When you don’t check the pulse of your surrounding community, you risk losing media opportunities and relationship-building moments that could drive more customers to your brand—and when a crisis arises, strong community engagement can make or break your outcomes.

This means the community engagement needs to be a priority in your marketing and communications strategy. “Read, listen, watch, engage. Consider community news in all its formats, including and especially newspapers; Twitter feeds and other social media pushes, organizational Facebook pages, anything about the organizations of interest to you," said Tania Cantrell Rosas-Moreno, a 2019 PRNEWS Top Women in PR honoree and Loyola University Maryland associate professor. "While you can set-up your own newsfeed captures, and that is helpful, be sure to get out of your own rut to be holistically aware of the community where you are nestled. Then, decipher what is interesting from what is important and focus on the latter.”

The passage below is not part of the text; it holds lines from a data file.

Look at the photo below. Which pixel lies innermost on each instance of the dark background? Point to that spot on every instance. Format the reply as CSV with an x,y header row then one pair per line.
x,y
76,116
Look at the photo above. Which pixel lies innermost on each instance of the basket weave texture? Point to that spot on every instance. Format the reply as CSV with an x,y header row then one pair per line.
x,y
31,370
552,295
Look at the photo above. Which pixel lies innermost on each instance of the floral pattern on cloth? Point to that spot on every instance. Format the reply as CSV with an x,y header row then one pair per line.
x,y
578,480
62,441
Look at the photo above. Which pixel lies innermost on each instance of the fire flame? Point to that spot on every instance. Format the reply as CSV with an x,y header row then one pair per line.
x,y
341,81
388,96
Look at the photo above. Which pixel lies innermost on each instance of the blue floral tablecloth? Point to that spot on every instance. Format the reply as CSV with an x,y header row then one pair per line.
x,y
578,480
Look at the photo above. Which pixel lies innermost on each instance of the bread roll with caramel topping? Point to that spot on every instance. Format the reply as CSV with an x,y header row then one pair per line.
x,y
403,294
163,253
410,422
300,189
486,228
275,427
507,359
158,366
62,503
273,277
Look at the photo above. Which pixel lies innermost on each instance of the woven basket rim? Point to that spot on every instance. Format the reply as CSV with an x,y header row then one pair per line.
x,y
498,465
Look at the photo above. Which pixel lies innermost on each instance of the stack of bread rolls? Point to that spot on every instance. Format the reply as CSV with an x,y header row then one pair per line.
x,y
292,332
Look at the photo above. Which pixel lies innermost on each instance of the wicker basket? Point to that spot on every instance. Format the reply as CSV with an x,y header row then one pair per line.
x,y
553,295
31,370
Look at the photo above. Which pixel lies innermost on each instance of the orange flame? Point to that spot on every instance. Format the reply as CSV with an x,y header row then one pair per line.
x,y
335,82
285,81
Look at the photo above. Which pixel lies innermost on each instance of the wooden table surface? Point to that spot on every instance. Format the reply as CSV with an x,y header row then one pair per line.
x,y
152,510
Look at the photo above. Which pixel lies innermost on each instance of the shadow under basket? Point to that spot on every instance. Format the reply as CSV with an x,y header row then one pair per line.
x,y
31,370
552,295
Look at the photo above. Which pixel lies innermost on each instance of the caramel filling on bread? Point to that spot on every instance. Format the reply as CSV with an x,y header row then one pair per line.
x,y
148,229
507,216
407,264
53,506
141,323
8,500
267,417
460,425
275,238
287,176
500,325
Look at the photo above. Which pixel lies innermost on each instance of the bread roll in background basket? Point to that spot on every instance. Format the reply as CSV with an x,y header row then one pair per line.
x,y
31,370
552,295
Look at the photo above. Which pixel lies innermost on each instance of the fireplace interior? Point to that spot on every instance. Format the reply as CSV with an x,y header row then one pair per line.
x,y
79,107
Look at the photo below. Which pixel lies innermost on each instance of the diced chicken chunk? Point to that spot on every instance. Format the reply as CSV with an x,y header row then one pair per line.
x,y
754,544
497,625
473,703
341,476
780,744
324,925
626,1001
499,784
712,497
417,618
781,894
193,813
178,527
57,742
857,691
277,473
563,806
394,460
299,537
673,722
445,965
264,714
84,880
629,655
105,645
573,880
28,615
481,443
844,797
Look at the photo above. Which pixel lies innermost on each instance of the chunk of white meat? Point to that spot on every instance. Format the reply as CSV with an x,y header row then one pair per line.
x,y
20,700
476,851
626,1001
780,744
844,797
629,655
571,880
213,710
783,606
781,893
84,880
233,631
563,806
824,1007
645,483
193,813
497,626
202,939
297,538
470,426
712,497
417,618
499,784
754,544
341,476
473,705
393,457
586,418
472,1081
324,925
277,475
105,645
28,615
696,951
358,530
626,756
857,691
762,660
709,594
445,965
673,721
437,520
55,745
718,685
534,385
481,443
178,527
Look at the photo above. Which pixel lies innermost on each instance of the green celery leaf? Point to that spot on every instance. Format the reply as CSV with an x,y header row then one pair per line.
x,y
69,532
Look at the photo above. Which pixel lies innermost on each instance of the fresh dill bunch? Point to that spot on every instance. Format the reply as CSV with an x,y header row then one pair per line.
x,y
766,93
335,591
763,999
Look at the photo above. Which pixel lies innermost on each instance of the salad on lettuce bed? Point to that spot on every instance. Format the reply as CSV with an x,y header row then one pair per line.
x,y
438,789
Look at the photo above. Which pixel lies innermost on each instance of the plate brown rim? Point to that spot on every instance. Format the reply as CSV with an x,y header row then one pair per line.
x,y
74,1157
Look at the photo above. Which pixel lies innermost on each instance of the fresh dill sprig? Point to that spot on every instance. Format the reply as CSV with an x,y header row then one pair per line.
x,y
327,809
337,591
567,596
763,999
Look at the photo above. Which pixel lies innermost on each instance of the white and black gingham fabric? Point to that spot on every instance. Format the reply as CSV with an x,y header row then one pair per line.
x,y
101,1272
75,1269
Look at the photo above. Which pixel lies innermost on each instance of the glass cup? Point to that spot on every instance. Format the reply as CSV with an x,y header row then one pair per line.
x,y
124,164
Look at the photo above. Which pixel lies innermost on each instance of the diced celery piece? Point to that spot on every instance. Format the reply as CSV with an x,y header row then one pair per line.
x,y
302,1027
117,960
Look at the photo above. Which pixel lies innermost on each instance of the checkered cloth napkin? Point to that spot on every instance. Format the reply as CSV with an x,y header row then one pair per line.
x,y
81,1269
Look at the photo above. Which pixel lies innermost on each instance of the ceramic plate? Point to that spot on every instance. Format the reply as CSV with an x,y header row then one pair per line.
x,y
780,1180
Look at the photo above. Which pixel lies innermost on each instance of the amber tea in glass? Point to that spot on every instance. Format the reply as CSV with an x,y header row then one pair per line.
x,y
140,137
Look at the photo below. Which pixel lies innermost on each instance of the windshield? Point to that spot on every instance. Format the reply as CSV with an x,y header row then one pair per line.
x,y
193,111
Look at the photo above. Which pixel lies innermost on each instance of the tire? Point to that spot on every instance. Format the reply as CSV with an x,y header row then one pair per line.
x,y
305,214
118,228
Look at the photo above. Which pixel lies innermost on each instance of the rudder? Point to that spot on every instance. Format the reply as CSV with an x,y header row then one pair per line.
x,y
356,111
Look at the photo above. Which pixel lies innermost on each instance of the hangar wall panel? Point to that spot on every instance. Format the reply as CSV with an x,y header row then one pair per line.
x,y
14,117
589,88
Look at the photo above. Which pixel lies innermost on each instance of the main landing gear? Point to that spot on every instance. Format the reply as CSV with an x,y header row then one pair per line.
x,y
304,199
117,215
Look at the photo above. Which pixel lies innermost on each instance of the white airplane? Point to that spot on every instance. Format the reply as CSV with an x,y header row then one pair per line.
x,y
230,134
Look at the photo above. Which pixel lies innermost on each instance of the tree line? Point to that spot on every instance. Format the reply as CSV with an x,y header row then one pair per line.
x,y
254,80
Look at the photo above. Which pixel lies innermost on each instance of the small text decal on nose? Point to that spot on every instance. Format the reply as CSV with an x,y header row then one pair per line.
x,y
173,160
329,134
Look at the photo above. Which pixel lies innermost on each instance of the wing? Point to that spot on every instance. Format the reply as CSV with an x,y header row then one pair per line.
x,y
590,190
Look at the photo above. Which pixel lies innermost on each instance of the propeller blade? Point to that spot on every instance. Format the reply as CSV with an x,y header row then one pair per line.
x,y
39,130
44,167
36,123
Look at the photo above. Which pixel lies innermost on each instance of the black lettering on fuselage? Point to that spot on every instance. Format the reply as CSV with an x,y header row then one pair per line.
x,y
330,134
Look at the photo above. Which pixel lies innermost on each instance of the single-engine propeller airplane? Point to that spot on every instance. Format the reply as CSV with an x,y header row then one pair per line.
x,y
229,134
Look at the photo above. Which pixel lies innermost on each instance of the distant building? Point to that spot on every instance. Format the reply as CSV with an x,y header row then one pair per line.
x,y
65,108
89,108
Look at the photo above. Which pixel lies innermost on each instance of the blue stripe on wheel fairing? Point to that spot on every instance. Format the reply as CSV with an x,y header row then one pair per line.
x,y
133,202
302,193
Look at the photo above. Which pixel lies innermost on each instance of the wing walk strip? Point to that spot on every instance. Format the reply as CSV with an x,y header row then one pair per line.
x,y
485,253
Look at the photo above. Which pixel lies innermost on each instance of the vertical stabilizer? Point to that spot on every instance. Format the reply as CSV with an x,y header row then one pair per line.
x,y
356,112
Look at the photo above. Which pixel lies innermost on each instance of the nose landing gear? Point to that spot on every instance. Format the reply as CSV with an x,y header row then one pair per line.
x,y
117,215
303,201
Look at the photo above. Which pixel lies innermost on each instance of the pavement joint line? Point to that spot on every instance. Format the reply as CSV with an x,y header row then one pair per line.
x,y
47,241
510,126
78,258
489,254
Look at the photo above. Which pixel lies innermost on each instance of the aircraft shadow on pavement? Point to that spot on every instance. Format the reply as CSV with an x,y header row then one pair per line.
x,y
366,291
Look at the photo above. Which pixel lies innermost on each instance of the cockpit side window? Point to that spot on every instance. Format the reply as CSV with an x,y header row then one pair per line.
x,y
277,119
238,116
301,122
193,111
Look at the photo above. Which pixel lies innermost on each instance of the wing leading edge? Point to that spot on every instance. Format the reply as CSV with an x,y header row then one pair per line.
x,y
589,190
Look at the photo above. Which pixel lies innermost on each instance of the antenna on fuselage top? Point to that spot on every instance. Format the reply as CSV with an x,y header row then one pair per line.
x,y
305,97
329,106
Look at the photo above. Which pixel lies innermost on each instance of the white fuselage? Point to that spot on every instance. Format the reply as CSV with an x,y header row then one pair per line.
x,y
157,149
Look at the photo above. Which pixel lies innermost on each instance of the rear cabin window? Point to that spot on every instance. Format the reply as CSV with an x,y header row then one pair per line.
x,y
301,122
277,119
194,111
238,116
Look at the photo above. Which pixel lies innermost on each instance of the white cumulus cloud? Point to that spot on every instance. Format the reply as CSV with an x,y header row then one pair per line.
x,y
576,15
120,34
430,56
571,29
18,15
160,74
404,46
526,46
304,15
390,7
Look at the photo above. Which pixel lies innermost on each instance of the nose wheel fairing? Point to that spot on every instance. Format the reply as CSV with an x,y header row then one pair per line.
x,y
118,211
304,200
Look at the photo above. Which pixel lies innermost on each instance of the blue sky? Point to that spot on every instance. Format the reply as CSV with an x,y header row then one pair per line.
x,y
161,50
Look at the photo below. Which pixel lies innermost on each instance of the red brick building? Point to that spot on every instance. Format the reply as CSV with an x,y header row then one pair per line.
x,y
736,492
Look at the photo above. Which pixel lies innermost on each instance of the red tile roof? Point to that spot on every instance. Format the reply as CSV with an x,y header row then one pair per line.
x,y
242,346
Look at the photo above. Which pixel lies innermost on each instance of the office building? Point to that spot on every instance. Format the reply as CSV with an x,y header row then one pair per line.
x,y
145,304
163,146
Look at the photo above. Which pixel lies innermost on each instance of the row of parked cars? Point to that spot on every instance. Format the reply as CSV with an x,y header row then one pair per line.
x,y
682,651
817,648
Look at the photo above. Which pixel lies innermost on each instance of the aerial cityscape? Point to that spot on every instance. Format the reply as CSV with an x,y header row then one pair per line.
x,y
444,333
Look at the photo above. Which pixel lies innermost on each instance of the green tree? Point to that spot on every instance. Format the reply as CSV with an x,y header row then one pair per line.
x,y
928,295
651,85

By proactively taking these steps, community partners can quickly rally with you versus against you in crisis moments.  Without this level of engagement, you may find that instead of partners, you have antagonists.

"People today do business with people they know and like," noted Ruth Toomey, executive director of the Maryland Tourism Coalition. “Get involved and give back. By getting involved in the community you become part of the community. Should a crisis strike within your company or organization, those people will remember what you have done for the community and will band together and help you out! If you are a big corporate company and think just joining a chamber is enough, it is not. The community notices when you are absent.”  Toomey noted that the Red Cross often leads by example with this concept, readily reaching out to the community to volunteer time or donate items when a crisis strikes. Community partners who feel valued have proven that they will lend a sense of calm as you try to mitigate the crisis at hand.

Take time to evaluate your current community pulse and how it’s growing.  Some questions to consider:

  • Are you supporting your local businesses?
  • Are you building your social media feed to raise your own community awareness and stretch your insights past your comfort zone?
  • Do you regularly engage with your community on social media and through other channels?
  • Do you give back, either monetarily or with time and effort, to causes important to your community?